Metadata-Version: 2.1
Name: pfdo
Version: 3.2.2
Summary: Base machinery for performing operations on pftrees
Home-page: https://github.com/FNNDSC/pfdo
Author: FNNDSC
Author-email: dev@babymri.org
License: MIT
Platform: UNKNOWN
License-File: LICENSE

pfdo
==================

.. image:: https://badge.fury.io/py/pfdo.svg
    :target: https://badge.fury.io/py/pfdo

.. image:: https://travis-ci.org/FNNDSC/pfdo.svg?branch=master
    :target: https://travis-ci.org/FNNDSC/pfdo

.. image:: https://img.shields.io/badge/python-3.5%2B-blue.svg
    :target: https://badge.fury.io/py/pfdo

.. contents:: Table of Contents


Quick Overview
--------------

-  ``pfdo`` demonstrates how to use ``pftree`` to transverse directory trees and execute a specific analysis at each directory level (that optionally contains files of interest).

Overview
--------

``pfdo`` is a reference / base class application that is typically used as a component for constructing more complex behavioured functions. The application leverages the ``pfree`` callback coding contract to target a specific directory with specific files in an arbitrary file tree.
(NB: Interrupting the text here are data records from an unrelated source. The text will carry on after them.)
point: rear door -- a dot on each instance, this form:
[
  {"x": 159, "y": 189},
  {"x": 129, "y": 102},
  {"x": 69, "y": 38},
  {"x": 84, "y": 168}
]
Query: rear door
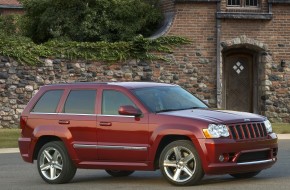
[{"x": 78, "y": 114}]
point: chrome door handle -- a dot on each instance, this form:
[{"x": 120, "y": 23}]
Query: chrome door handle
[
  {"x": 64, "y": 122},
  {"x": 102, "y": 123}
]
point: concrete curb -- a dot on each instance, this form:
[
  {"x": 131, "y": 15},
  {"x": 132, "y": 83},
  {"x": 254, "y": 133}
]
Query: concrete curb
[
  {"x": 8, "y": 150},
  {"x": 16, "y": 150},
  {"x": 283, "y": 136}
]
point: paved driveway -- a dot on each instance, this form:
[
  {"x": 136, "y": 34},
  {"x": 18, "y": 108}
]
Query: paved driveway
[{"x": 16, "y": 174}]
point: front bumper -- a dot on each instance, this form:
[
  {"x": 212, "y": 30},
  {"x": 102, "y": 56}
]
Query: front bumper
[{"x": 229, "y": 156}]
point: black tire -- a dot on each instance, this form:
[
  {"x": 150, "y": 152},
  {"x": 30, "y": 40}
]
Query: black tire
[
  {"x": 245, "y": 175},
  {"x": 119, "y": 173},
  {"x": 180, "y": 164},
  {"x": 54, "y": 164}
]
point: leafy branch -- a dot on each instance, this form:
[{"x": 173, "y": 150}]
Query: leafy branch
[{"x": 27, "y": 52}]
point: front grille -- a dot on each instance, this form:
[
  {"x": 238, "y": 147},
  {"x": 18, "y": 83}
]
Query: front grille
[
  {"x": 254, "y": 156},
  {"x": 247, "y": 130}
]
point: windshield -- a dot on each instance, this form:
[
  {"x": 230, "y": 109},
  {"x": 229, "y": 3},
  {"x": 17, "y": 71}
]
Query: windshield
[{"x": 162, "y": 99}]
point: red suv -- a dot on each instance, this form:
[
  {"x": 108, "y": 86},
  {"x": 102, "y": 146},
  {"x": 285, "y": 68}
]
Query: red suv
[{"x": 127, "y": 126}]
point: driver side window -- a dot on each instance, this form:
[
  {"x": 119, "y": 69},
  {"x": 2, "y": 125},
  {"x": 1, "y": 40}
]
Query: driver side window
[{"x": 112, "y": 100}]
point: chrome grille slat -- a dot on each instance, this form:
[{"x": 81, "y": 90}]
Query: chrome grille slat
[{"x": 247, "y": 131}]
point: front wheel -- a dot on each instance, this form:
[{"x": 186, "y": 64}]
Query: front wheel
[
  {"x": 119, "y": 173},
  {"x": 180, "y": 164},
  {"x": 245, "y": 175},
  {"x": 54, "y": 164}
]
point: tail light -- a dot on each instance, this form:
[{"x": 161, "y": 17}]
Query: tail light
[{"x": 23, "y": 122}]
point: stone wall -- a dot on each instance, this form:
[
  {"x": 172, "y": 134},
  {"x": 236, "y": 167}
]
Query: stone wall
[{"x": 18, "y": 83}]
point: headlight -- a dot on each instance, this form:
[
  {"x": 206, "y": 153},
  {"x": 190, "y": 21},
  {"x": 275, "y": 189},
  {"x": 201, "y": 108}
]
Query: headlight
[
  {"x": 216, "y": 131},
  {"x": 268, "y": 126}
]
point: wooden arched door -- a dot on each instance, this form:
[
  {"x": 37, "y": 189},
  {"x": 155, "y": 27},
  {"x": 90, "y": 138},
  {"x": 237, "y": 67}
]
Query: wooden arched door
[{"x": 238, "y": 82}]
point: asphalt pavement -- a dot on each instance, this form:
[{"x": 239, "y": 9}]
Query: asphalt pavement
[{"x": 15, "y": 174}]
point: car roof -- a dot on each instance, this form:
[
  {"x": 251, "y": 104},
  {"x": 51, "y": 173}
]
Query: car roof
[{"x": 128, "y": 85}]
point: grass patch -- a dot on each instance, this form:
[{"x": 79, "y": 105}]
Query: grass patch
[{"x": 9, "y": 138}]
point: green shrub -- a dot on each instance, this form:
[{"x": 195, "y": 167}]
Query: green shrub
[
  {"x": 26, "y": 51},
  {"x": 10, "y": 24},
  {"x": 90, "y": 20}
]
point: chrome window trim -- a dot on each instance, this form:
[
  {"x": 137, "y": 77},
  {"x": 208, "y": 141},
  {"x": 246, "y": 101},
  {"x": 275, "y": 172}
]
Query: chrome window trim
[
  {"x": 106, "y": 147},
  {"x": 80, "y": 114},
  {"x": 257, "y": 162},
  {"x": 43, "y": 113},
  {"x": 129, "y": 116},
  {"x": 85, "y": 114}
]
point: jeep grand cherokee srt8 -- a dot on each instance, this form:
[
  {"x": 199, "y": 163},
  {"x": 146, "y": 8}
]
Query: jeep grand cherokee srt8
[{"x": 126, "y": 126}]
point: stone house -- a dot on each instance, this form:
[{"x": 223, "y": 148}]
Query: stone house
[
  {"x": 241, "y": 49},
  {"x": 10, "y": 7},
  {"x": 238, "y": 59}
]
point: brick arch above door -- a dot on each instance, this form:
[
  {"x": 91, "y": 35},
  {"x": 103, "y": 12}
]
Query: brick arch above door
[{"x": 262, "y": 64}]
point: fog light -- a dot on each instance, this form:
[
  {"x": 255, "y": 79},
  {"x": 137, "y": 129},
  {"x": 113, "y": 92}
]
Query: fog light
[{"x": 221, "y": 158}]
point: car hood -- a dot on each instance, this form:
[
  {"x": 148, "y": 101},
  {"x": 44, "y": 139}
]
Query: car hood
[{"x": 217, "y": 116}]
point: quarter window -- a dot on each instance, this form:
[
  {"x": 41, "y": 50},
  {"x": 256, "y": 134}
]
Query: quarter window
[
  {"x": 81, "y": 102},
  {"x": 243, "y": 3},
  {"x": 112, "y": 100},
  {"x": 48, "y": 102}
]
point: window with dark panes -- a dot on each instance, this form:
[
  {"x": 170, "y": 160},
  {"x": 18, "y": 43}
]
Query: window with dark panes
[
  {"x": 48, "y": 102},
  {"x": 81, "y": 102},
  {"x": 234, "y": 2},
  {"x": 112, "y": 100},
  {"x": 253, "y": 3},
  {"x": 243, "y": 3}
]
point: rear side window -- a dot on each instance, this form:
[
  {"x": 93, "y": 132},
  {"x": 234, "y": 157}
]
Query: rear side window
[
  {"x": 112, "y": 100},
  {"x": 48, "y": 102},
  {"x": 80, "y": 101}
]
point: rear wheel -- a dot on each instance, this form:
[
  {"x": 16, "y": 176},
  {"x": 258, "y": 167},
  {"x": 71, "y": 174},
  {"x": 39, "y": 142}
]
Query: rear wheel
[
  {"x": 119, "y": 173},
  {"x": 180, "y": 164},
  {"x": 54, "y": 164},
  {"x": 245, "y": 175}
]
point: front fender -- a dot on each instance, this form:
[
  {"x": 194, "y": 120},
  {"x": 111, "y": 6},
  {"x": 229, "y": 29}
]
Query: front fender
[{"x": 189, "y": 131}]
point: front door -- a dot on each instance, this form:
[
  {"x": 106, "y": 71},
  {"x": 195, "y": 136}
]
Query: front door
[
  {"x": 121, "y": 138},
  {"x": 238, "y": 82}
]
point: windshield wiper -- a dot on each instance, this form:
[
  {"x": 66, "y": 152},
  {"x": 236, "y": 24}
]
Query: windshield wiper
[{"x": 168, "y": 110}]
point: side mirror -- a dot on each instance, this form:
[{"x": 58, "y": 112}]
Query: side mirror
[{"x": 129, "y": 110}]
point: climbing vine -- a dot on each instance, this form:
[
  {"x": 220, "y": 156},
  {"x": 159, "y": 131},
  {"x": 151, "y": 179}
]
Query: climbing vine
[{"x": 27, "y": 52}]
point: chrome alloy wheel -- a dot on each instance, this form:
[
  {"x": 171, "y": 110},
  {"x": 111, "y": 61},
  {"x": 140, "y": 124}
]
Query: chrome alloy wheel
[
  {"x": 179, "y": 164},
  {"x": 51, "y": 163}
]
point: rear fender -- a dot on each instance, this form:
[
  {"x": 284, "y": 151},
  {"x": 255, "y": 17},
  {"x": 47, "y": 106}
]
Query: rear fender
[{"x": 56, "y": 131}]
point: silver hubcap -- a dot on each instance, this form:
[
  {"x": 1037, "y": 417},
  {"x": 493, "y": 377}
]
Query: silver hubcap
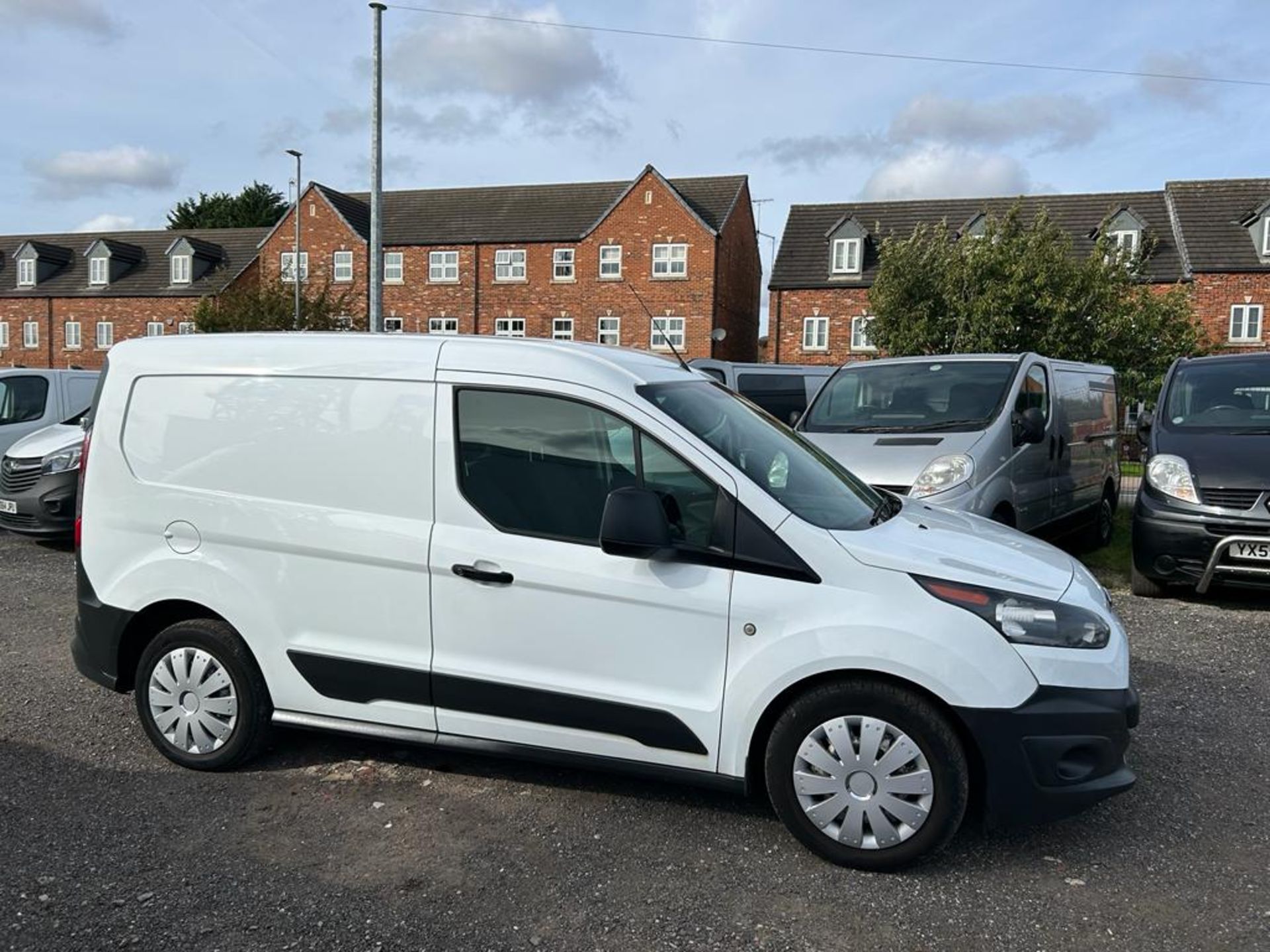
[
  {"x": 863, "y": 782},
  {"x": 192, "y": 701}
]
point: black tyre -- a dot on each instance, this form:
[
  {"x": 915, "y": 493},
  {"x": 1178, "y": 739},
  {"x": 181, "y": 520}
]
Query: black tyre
[
  {"x": 201, "y": 697},
  {"x": 896, "y": 796},
  {"x": 1141, "y": 586}
]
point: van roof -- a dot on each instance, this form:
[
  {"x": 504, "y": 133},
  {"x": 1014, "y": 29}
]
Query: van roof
[{"x": 393, "y": 356}]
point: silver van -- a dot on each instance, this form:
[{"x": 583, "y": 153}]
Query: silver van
[
  {"x": 1020, "y": 438},
  {"x": 32, "y": 399},
  {"x": 781, "y": 389}
]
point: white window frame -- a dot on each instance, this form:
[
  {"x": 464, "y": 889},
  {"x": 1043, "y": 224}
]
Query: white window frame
[
  {"x": 669, "y": 260},
  {"x": 1246, "y": 311},
  {"x": 563, "y": 264},
  {"x": 287, "y": 263},
  {"x": 341, "y": 267},
  {"x": 851, "y": 258},
  {"x": 860, "y": 334},
  {"x": 817, "y": 331},
  {"x": 609, "y": 327},
  {"x": 511, "y": 264},
  {"x": 614, "y": 259},
  {"x": 665, "y": 329},
  {"x": 444, "y": 267}
]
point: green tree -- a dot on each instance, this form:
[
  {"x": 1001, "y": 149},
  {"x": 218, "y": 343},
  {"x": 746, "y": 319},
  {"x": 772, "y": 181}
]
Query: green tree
[
  {"x": 1020, "y": 287},
  {"x": 255, "y": 206},
  {"x": 272, "y": 306}
]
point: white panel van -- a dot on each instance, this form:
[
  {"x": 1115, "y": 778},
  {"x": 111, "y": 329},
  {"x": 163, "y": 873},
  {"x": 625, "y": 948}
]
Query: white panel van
[{"x": 586, "y": 555}]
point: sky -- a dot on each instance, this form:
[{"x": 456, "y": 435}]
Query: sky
[{"x": 120, "y": 108}]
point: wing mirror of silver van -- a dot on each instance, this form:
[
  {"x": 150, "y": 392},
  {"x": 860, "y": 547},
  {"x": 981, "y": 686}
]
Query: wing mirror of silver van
[
  {"x": 634, "y": 524},
  {"x": 1029, "y": 427},
  {"x": 1144, "y": 420}
]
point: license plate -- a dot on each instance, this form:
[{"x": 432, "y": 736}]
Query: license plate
[{"x": 1251, "y": 550}]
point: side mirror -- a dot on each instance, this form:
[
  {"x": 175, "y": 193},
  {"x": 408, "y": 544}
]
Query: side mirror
[
  {"x": 1029, "y": 427},
  {"x": 634, "y": 524},
  {"x": 1144, "y": 420}
]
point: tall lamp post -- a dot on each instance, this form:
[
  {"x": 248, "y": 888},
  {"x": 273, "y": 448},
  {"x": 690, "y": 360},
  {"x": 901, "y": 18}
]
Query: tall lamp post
[{"x": 295, "y": 260}]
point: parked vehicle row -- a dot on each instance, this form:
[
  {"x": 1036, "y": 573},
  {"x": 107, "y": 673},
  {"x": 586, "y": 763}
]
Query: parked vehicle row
[{"x": 579, "y": 554}]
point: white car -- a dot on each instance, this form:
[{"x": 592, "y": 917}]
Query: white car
[{"x": 581, "y": 554}]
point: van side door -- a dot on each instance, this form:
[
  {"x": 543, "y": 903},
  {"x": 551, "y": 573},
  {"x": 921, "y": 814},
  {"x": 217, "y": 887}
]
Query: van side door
[
  {"x": 1033, "y": 465},
  {"x": 539, "y": 636}
]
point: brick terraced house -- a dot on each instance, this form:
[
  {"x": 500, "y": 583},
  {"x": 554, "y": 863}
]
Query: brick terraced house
[
  {"x": 66, "y": 299},
  {"x": 1213, "y": 237},
  {"x": 562, "y": 260}
]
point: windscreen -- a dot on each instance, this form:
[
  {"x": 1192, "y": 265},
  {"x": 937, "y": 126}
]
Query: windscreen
[
  {"x": 784, "y": 465},
  {"x": 1227, "y": 395},
  {"x": 912, "y": 397}
]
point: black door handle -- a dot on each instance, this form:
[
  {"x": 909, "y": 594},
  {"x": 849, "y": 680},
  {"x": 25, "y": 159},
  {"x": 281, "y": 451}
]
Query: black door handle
[{"x": 472, "y": 571}]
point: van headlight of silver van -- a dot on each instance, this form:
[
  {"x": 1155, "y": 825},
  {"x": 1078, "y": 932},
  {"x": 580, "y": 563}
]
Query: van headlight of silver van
[
  {"x": 1024, "y": 619},
  {"x": 1170, "y": 475},
  {"x": 943, "y": 473},
  {"x": 63, "y": 460}
]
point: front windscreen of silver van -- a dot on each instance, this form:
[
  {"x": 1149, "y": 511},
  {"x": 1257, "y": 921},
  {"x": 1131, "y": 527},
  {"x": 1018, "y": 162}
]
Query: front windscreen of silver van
[{"x": 911, "y": 397}]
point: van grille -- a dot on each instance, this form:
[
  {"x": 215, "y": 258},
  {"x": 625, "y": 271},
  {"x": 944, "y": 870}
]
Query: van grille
[
  {"x": 1231, "y": 498},
  {"x": 18, "y": 475}
]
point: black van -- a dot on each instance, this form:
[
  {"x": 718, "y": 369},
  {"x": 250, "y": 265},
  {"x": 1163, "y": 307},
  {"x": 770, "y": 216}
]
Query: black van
[{"x": 1203, "y": 510}]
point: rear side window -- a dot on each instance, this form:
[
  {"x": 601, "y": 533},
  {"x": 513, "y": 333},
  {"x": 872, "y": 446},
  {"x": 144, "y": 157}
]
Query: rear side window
[
  {"x": 22, "y": 399},
  {"x": 780, "y": 394},
  {"x": 544, "y": 466}
]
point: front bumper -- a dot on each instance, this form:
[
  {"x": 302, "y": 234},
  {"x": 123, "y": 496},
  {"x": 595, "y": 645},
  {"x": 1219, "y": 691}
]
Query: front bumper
[
  {"x": 46, "y": 508},
  {"x": 1053, "y": 756},
  {"x": 1189, "y": 545}
]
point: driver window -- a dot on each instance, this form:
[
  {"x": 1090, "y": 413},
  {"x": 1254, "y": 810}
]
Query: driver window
[{"x": 1034, "y": 393}]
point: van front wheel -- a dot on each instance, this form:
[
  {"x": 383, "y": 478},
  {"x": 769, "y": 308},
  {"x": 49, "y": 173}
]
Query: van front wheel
[
  {"x": 868, "y": 775},
  {"x": 201, "y": 697}
]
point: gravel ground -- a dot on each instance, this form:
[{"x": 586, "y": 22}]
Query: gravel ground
[{"x": 335, "y": 844}]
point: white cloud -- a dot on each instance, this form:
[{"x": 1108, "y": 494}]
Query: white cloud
[
  {"x": 1056, "y": 121},
  {"x": 108, "y": 222},
  {"x": 73, "y": 175},
  {"x": 945, "y": 172}
]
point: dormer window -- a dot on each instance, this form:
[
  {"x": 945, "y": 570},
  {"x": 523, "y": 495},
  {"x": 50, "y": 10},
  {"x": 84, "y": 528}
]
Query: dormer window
[{"x": 846, "y": 255}]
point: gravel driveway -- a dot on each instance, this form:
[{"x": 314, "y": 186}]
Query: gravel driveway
[{"x": 337, "y": 844}]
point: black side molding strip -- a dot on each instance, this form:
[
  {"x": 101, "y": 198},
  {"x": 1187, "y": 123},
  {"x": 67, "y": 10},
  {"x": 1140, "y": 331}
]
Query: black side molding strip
[{"x": 362, "y": 682}]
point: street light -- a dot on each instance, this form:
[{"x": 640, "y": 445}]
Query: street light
[{"x": 295, "y": 260}]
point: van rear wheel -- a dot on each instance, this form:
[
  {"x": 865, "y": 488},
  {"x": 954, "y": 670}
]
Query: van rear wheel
[
  {"x": 868, "y": 775},
  {"x": 201, "y": 697}
]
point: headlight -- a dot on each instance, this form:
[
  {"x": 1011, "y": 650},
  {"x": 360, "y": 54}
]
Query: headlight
[
  {"x": 1171, "y": 476},
  {"x": 63, "y": 460},
  {"x": 943, "y": 473},
  {"x": 1023, "y": 619}
]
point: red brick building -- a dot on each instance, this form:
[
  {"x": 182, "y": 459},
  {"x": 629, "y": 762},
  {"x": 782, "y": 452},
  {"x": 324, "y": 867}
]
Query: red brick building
[
  {"x": 571, "y": 260},
  {"x": 65, "y": 300},
  {"x": 1212, "y": 237}
]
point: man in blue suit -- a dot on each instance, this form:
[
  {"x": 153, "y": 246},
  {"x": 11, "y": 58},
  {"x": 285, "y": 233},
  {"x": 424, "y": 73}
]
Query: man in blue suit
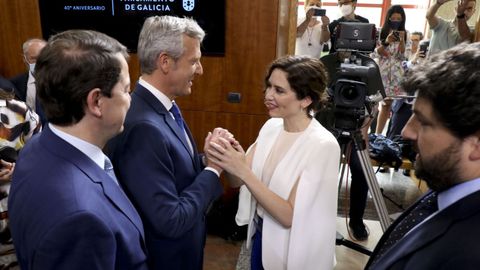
[
  {"x": 440, "y": 231},
  {"x": 67, "y": 210},
  {"x": 156, "y": 157}
]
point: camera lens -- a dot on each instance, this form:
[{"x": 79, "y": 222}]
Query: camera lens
[{"x": 349, "y": 93}]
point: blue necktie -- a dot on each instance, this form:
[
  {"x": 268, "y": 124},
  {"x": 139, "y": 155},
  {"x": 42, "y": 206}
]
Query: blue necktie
[
  {"x": 427, "y": 206},
  {"x": 109, "y": 170},
  {"x": 177, "y": 115}
]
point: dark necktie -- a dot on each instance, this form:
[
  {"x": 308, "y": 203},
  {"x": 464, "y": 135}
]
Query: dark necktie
[
  {"x": 177, "y": 115},
  {"x": 109, "y": 170},
  {"x": 427, "y": 206}
]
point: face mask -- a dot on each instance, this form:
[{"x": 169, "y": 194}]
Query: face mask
[
  {"x": 395, "y": 24},
  {"x": 31, "y": 67},
  {"x": 346, "y": 10}
]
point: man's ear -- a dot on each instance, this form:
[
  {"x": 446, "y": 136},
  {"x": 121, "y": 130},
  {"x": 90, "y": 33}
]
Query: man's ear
[
  {"x": 94, "y": 102},
  {"x": 475, "y": 146},
  {"x": 306, "y": 101},
  {"x": 164, "y": 62}
]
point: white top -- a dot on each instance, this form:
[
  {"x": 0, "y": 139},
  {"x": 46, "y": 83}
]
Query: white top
[
  {"x": 309, "y": 43},
  {"x": 313, "y": 161}
]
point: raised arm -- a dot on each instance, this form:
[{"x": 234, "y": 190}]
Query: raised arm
[
  {"x": 301, "y": 28},
  {"x": 234, "y": 161},
  {"x": 462, "y": 25},
  {"x": 432, "y": 11}
]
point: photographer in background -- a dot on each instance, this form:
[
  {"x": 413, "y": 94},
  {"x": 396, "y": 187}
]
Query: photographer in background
[
  {"x": 390, "y": 54},
  {"x": 446, "y": 34},
  {"x": 347, "y": 9},
  {"x": 25, "y": 89},
  {"x": 312, "y": 34}
]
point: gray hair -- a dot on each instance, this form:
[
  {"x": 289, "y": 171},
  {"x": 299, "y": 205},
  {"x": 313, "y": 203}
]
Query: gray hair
[
  {"x": 29, "y": 42},
  {"x": 164, "y": 34}
]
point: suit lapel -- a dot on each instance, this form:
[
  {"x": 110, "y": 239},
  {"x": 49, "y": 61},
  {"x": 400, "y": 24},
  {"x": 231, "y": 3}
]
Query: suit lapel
[
  {"x": 430, "y": 230},
  {"x": 150, "y": 99},
  {"x": 112, "y": 191}
]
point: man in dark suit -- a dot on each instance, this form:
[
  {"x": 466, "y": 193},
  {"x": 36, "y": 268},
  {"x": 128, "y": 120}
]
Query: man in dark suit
[
  {"x": 156, "y": 157},
  {"x": 6, "y": 85},
  {"x": 67, "y": 210},
  {"x": 25, "y": 89},
  {"x": 440, "y": 231}
]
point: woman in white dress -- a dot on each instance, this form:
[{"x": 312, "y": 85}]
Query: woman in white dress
[{"x": 289, "y": 175}]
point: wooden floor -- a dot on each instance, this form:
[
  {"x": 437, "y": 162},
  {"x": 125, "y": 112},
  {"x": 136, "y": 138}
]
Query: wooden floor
[{"x": 222, "y": 254}]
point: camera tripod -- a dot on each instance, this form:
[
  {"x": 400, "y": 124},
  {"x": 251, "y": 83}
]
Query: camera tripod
[{"x": 375, "y": 191}]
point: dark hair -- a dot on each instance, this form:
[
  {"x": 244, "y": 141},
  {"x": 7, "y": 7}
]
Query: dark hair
[
  {"x": 450, "y": 80},
  {"x": 72, "y": 64},
  {"x": 386, "y": 26},
  {"x": 306, "y": 76}
]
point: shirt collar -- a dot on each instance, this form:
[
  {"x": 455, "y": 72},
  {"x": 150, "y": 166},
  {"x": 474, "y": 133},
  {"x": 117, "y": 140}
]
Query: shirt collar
[
  {"x": 457, "y": 192},
  {"x": 167, "y": 103},
  {"x": 90, "y": 150}
]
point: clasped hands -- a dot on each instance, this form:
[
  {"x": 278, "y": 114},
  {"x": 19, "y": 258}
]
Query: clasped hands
[
  {"x": 224, "y": 152},
  {"x": 6, "y": 170}
]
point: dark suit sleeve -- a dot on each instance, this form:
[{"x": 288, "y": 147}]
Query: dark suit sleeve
[
  {"x": 80, "y": 241},
  {"x": 162, "y": 183}
]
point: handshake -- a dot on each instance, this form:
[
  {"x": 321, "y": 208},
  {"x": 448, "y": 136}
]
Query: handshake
[{"x": 224, "y": 153}]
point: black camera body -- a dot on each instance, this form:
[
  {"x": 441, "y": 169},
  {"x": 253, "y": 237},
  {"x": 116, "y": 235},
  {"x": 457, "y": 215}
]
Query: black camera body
[{"x": 355, "y": 84}]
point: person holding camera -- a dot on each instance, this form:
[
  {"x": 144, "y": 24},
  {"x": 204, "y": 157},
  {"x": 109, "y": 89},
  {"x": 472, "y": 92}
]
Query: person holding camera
[
  {"x": 312, "y": 34},
  {"x": 347, "y": 9},
  {"x": 446, "y": 34},
  {"x": 390, "y": 54}
]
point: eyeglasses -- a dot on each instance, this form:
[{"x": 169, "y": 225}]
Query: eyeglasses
[{"x": 344, "y": 3}]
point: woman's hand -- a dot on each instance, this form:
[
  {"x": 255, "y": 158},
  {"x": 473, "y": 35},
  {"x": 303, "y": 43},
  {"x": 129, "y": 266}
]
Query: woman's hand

For example, imagine a nested tree of JPG image files and imagine some application that processes JPGs (rotates, increases size, etc). Using a suitably sub-classed ``pfdo`` (for example pfdo_imgconvert), a developer is able to apply some necessary processing to the files of interest irrespective of where in some input tree structure the files exist.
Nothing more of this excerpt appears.